Champagne 0.0, Chianti 0.0: is that really allowed?

This part of the package made few headlines and may matter most. Before 18 March 2026, a wine with a Protected Designation of Origin (PDO) lost its name the moment you dealcoholized it. An alcohol-free Chianti could not legally be called Chianti. A 0.0% Champagne was legally impossible.

The new regulation flips that. PDO and PGI wines may now be dealcoholized and keep their geographical protection. “Dealcoholized Chianti” is legal. So is the equivalent for Champagne, Rioja DOCa or Bordeaux. The condition: clear labelling as reduced or dealcoholized, with QR access to nutrition and ingredients.

For a Bordeaux marketing team, that matters a lot. An appellation on a no/low bottle carries trust that a startup label simply cannot buy. Italian Argea, which invested €14 million in a dealcohol facility, can now take its existing name into the alcohol-free aisle.

What changes for the Dutch consumer in practice?

Your next shopping trip will surface three differences.

One: the E symbol makes calories visible without maths. An average Chardonnay delivers roughly 120 kcal per glass; a sweet dessert wine often double that. Conscious choices get easier.

Two: the QR code grants instant access to allergen info and additives. For readers with sulphite sensitivity or allergies this is directly practical. Scan and see.

Three: older vintages keep their old labels. The grandfathering rule states that wines produced before 8 December 2023 may sell through to stock exhaustion without relabelling. Expect a few years of mixed shelves before things look uniform.

What does it mean for importers and retail?

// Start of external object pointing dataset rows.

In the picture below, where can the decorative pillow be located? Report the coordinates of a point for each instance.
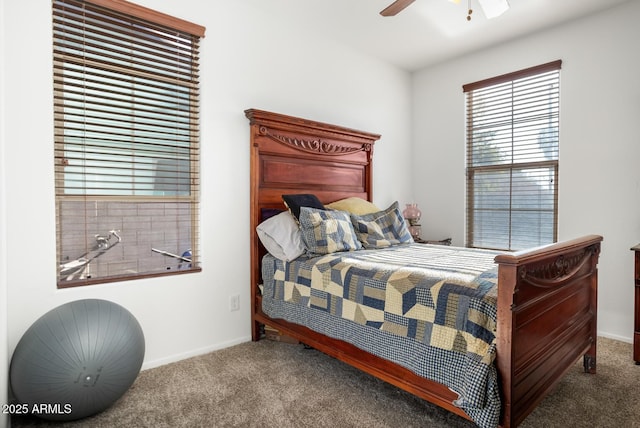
(325, 232)
(354, 205)
(295, 202)
(267, 213)
(281, 236)
(382, 229)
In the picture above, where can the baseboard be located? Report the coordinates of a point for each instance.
(615, 337)
(194, 353)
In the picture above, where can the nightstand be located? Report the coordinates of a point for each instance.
(446, 241)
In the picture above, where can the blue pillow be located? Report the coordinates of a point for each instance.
(325, 232)
(383, 229)
(295, 202)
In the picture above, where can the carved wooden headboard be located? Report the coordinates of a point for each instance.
(293, 155)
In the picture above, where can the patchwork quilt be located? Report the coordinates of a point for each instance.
(431, 309)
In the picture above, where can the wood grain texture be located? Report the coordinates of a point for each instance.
(547, 296)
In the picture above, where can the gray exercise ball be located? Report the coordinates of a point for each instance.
(77, 360)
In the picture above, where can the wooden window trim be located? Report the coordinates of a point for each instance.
(142, 12)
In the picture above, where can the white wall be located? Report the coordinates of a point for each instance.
(599, 144)
(4, 351)
(248, 60)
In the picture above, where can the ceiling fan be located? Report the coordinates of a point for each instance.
(491, 8)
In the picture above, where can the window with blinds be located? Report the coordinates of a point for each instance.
(512, 159)
(126, 142)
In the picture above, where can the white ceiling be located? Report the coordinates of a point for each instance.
(428, 31)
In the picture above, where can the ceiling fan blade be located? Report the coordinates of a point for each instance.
(396, 7)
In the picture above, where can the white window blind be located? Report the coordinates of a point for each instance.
(512, 159)
(126, 142)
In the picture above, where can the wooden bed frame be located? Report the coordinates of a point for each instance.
(547, 297)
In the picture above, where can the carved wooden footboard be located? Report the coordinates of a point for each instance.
(547, 297)
(547, 320)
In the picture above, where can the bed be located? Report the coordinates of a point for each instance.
(544, 299)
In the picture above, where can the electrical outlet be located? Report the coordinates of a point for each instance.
(234, 302)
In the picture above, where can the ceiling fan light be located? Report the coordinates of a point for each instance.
(494, 8)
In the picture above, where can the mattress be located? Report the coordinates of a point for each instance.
(428, 308)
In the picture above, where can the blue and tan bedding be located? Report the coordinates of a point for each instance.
(431, 309)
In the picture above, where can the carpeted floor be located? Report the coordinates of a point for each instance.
(272, 384)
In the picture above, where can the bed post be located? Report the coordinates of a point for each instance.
(536, 347)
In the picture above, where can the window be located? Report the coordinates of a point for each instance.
(512, 159)
(126, 142)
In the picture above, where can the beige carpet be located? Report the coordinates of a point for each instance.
(272, 384)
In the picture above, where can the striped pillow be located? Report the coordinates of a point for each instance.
(382, 229)
(325, 232)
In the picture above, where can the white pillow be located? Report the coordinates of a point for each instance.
(281, 236)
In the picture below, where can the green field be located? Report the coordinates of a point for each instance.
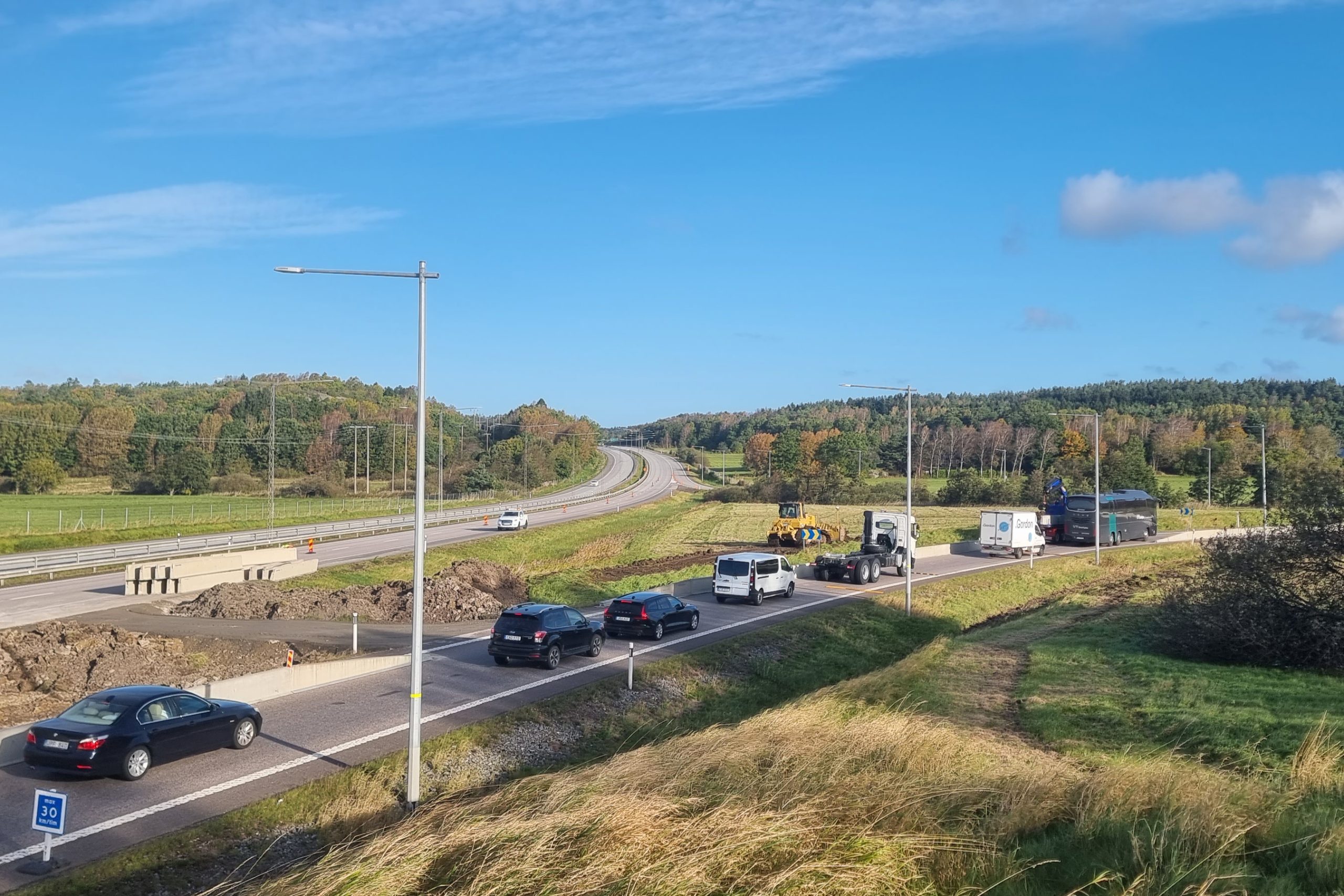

For anyone importing wine into the Netherlands, the pain shifts toward production and packaging. The European Parliament was explicit about the logic of the digital label.

“The content of the physical label placed on the back of the wine bottle can be limited to a nutrition declaration of the energy value. The full nutrition declaration and ingredients list can be provided through digital means identified on the label itself with a QR code.” — European Parliament, AGRI Committee briefing 2025

Dutch importers increasingly work with platforms like e-label.io. One QR covers multiple languages, so exporting to Germany or Belgium gets simpler. Albert Heijn, Gall & Gall and Hema do not need to relabel existing stock. New inbound stock will consistently carry the E symbol.

Fragmentation risk remains. If the Netherlands later adopts mandatory warning text the way Ireland did, the single market splits again. Until then, the EU format applies. For SME wine importers, promotion subsidies run sizeable: up to 60% from the EU budget directly and, combined with a national top-up, as much as 90% for SME promotion.

What else sits inside the wine package?

Behind the labelling sits a wider package: climate adaptation, overproduction, planting rights.

Growers can claim up to 80% EU subsidy on climate investments. Frost protection, water management, vineyard restructuring. For permanent grubbing-up, the removal of vineyard surface to fight oversupply, Brussels funds 100%.

Crisis distillation remains permitted, capped at 25% of the national wine budget per year. The 2045 deadline for planting authorisations is scrapped. A ten-year review cycle replaces it. Growers gain long-term certainty.

For a country like the Netherlands, with a small but growing wine industry in Limburg and the Achterhoek, the same subsidies apply. Applications run via RVO and the regional POP offices.

Timeline

Six dates worth remembering:

  • 8 December 2023: nutritional info becomes mandatory for all wines produced from this date
  • 5 February 2026: European Parliament approves the package 625-15
  • 24 February 2026: European Council backs the measures
  • 18 March 2026: EU Regulation 2026/471 enters full force
  • Ongoing: grandfathering applies for wines produced before December 2023
  • 2030: EU target for mandatory sustainable certification across all wine domains

Anyone walking into a Dutch wine shop today already sees the first vintage fully under the new rules. Within two years, the old label will have disappeared from the regular shelf.